Interesting comments from a blog reader. Yes, this company is doing
interesting things. And yes, the voice synthesizer they use absolutely
sucks. Just more evidence of what I’ve talked about in past entries. Even
forward-thinking medical research professionals are seemingly ignorant of
how far voice synthesis has advanced. You don’t even need much computing
power to get "near-human" voice quality, just good speakers and the right
software. Someone doing today what I did eight years ago would have a better
selection of synthesizer engines to choose from, since both AT&T and
Speechworks have other offerings of similar stature.
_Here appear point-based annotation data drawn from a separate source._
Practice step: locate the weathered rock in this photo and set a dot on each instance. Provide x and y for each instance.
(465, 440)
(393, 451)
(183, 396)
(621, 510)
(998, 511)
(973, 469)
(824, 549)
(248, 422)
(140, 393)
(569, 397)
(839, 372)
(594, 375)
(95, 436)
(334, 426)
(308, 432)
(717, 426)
Indeed, I think it’s
unfortunate that Speechworks bought out ETI, because they position Eloquence
as an entry-level alternative to their higher-priced RealVoice system.
Having done side-by-side comparisons of the two synthesizers, Eloquence
still seems to me to have a slight edge in diction and cadence.
As I hinted to before, I am seriously considering new pricing structures for
Xpress It. I still haven’t had any sales and my own financial clock is
winding down. Conventional wisdom holds that personal software should be
$200 or less. Of course, Aurora, the closest overall competitor to Xpress
It, is $250 with a much less capable vocal system. In all fairness, Aurora
is pitched as a general tool for disabled people, whereas Xpress It is
aggressively designed for verbal communication with complete strangers. The
latter is more for disabled people looking to interact with the world. I
suppose one option is to match Aurora on price and see what people do.
What do you think?
Sent: Tuesday, February 07, 2006 11:22 AM
Subject: Re: Left Coast vs. the Rest of Us?
If you’re not already familiar with it, check out http://www.Cyberkineticsinc.com.
They had some coverage on CNN recently, and I couldn’t help but notice the
poor quality of the voice synthesizer they were using. For a non-techie
like me, their research is nothing short of amazing.